XXI
THE PRINCESS DE GONZAGUE
When Lagardere was left alone he placed himself at the table where Gonzague had been sitting so short a time before, and, taking pen and paper, wrote rapidly a short letter. When he had folded and sealed this, he rose, and, crossing the room, went to the door which opened on the antechamber to the princess’s apartments. Here he found a servant waiting, wearing the mourning livery of Nevers, to whom he gave the letter, telling him that it was urgent, and that it should be delivered to the princess at once. When he had done this he returned to the great room and walked slowly up and down it, surveying in turn each of the three pictures of the three friends who had been called the Three Louis. He paused for a moment before the picture of Louis de Nevers. "Louis de Nevers," he said, softly, "you shall be avenged to-night."
He moved a little away, and paused again before the portrait of the king. "Louis of France," he said, "you shall be convinced to-night."
A third time he resumed his walk, and a third time he paused, this time before the portrait of the Prince de Gonzague. Here he stood a little while longer in silence, studying curiously the striking lineaments of his enemy, that enemy who, through all the change of years, had retained the grace and beauty represented on the canvas. "Louis de Gonzague," he murmured, "you shall be judged to-night."

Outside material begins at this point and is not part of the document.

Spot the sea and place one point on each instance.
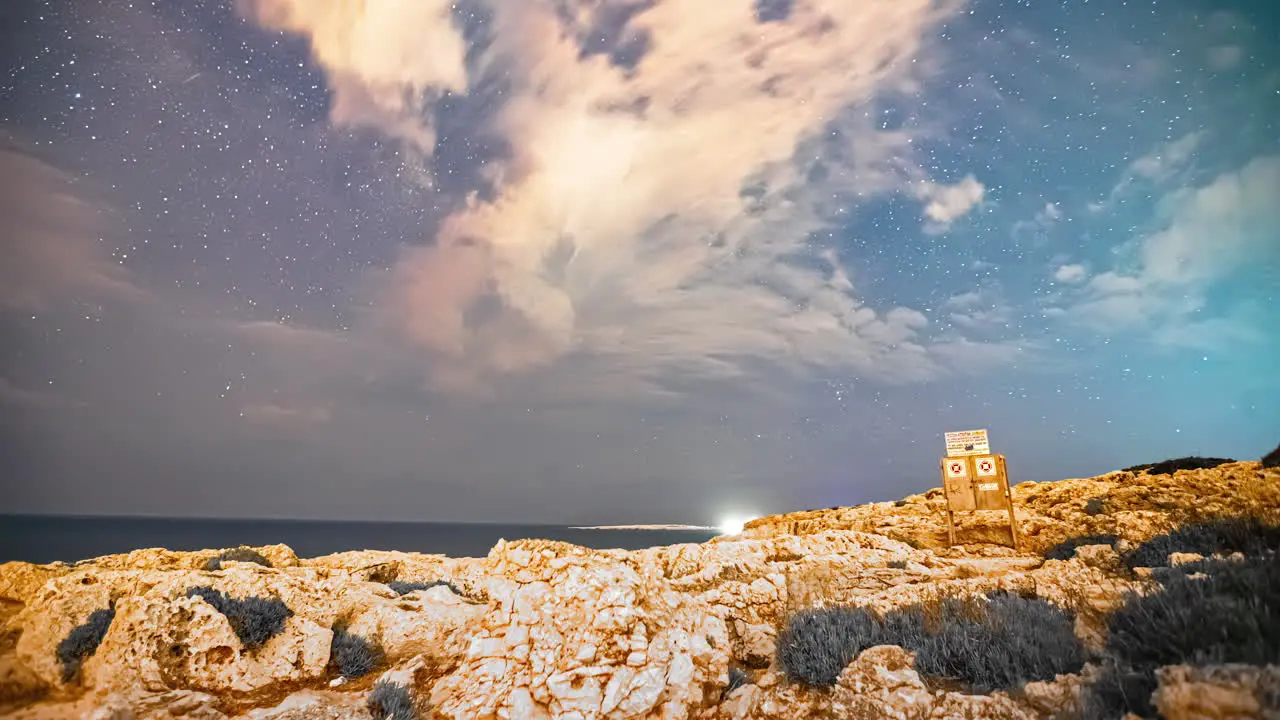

Then he resumed his steady pacing up and down the room, with his hands clasped lightly behind his humped shoulders, busy in thought. For, indeed, he had much to think of, much to plan, much to execute, and but little time in which to do what he had to do. Fortune had greatly favored him so far. The friends he had summoned had come at his call. One more of his enemies had been swept from his path, and by the destruction of that enemy he had been able, thanks to his old training as a play-actor, to enter unsuspected into the household and the councils of the man who most hated him, of the man whom he most hated. But, though much was done, there was yet much to do, and it needed all his fortitude, all his courage, and all his humor to face without hesitation or alarm the problems that faced him.
His reflections were interrupted by the opening of a door, and, turning rapidly, he found himself in the presence of a woman clad entirely in black, whom he knew at once, in spite of the ravages that time and an unchanging grief had wrought upon her beauty, to be the Princess de Gonzague, the widow of Nevers. The princess was accompanied by a lady-in-waiting, a woman older than herself, and, like herself, clad wholly in black, on whose arm she leaned for support. Lagardere bowed respectfully to the woman he had last seen so many years before in the short and terrible interview in the moat at Caylus.
"You requested to see me," the princess said, gravely and sternly.
"I requested permission to wait upon you," Lagardere answered, deferentially.